Why does CARP use multicast?

Hi,

apparently, on Linux VRRP/Keepalived can use broadcasts or even unicast.

The reason I ask is because it's a pain to get working in VMWare and esp. between different clusters in different datacenters.

(I know that stretching VLANs between datacenters is BS, the networking-people seem to know it, too, but do it nevertheless)....
 
Multicast is chosen by 'designers' for many network protocols because its the best logical choice for that task/job at hand. You have a bunch of of nodes that need to easily 'find' and communicate with each other, yet not waste CPU cycles on other machines that have no need to receive the protocol communications - multicast fits nicely. Yeah it may pinch you in certain setups, but in the world of networking (routing and switching) it makes perfect sense. Routing protocols like OSPF, and EIGRP are also multicast based. VRRP and Cisco HRSP which is what CARP emulates (for lack of a better word) depend on multicast.
 
Broadcast traffic is spammed out every single port on all switches for the vlan that receives it. A lot of unnecessary traffic that the endpoint devices need to drop, especially if you just need to communicate between a handful of devices.

Multicast traffic is only sent out switch ports that are part of the multicast group. In other words, only the devices that need to receive the packet actually receives it. And it's very bandwidth efficient to send a single multicast packet to a remote router/switch that then copies that packet to all the multicast group members; compared to sending individual packets to each of the devices over the link.
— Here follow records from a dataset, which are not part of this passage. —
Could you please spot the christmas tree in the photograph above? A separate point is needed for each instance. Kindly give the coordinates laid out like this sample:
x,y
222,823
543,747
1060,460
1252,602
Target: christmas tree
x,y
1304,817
For a CARP/VRRP consisting of only a pair of devices, then unicast vs multicast is pretty much a wash. The same number of packets are delivered for both setups, and most of the processing is done on the clients.

For a CARP/VRRP consisting of 3 or more devices, then multicast makes sense as only a single packet needs to be sent from the client to the switch, and it's up to the switch to do the copying and delivering to the rest of the group. Using unicast between 3 or more devices would require each device to send multiple packets (1 to each remote device) and for the switches to deal with all those extra packets.

Scale that up to dozens or more devices, and unicast/broadcast will bog down the network. :)

If only Apple would realise that broadcast-based protocols are the spawn of the most evil of demons and would move to multicast (or even unicast). My god is Bonjour horrible to manage, especially on wireless networks!!!!!
 
Hi,

thanks for the answers.

We have a very "nice" problem in that CARP between two VM Clusters in two sites (yeah) doesn't work. It might be related to the fact that one of the VM clusters is built on top of HP Blades that don't have individual NICs, but rather a couple of large, shared NICs on the outside of the Blade System that are then (via some sort of SDN) funneled to each blade.

On the SDN, certain features can be en- and disabled, too (though apparently a lot of it only globally, not on a per-blade basis) and it is suspected that this is the reason why stuff does not work as expected.
 
For CARP to work make sure you enable "Promiscuous mode" on the network interface in the VM settings. At least that's what the setting is called on VirtualBox, I can't remember the exact setting on VMWare but it should have something similar.